Countries from the Global South have become the main troop providers for United Nations (UN) mandated international peacekeeping operations. Amongst the troop sending countries, Latin American states have taken on an increasingly important role. Of the 97.729 UN peacekeepers currently deployed, 6.246 come from Latin American countries. Most of the Latin American peacekeepers are deployed to Haiti (4.322; UNPDO 2014). Even if, in terms of the overall amount of troop-contributions, Latin American countries are still far behind the leading UN troop-sending countries (India, Bangladesh or Pakistan), the growing interest of Latin American states to participate in international peacekeeping operations after the end of the Cold War and of military dictatorships in the region, is more than apparent.
This development, however, has remained of marginal interest to contemporary peace and conflict studies. The research project aims at addressing this gap. It seeks to contribute to a comprehensive understanding of Latin American contributions to UN peacekeeping, in particular with regard to the effectiveness and legitimacy of such missions.

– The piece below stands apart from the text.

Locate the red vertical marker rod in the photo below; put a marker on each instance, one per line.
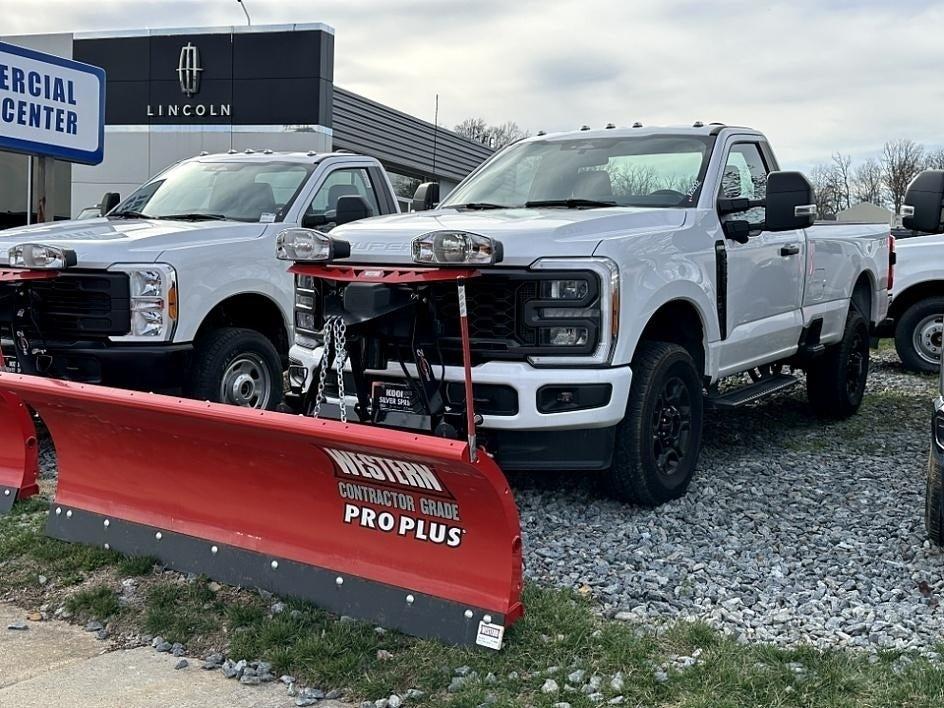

The project analyses the most important UN peacekeeping mission with Latin American participation, the United Nations Stabilization Mission in Haiti (MINUSTAH). It particularly focusses on the role of Brazil. The country not only provides most of the UN-troops. Since 2004, Brazil is also in charge of the military component of MINUSTAH.
The research project asks whether Brazil’s role as a postcolonial “emerging power” enhances the effectiveness and legitimacy of international peacekeeping missions, and if that is the case, how this can be explained? Answering this question offers important academic as well as policy-relevant insights regarding the role of South-South collaboration in international peacekeeping, in particular with regard to the legitimacy and effectiveness of such missions when compared to peacekeeping operations led by countries from the Global North.
The project is designed as an inductive case study, and it pursues a qualitative research approach with the goal of developing a set of hypotheses for future research and theory development regrading the role of Latin American peacekeeping in a global context in which actors from the Global South play a growing role in global security governance.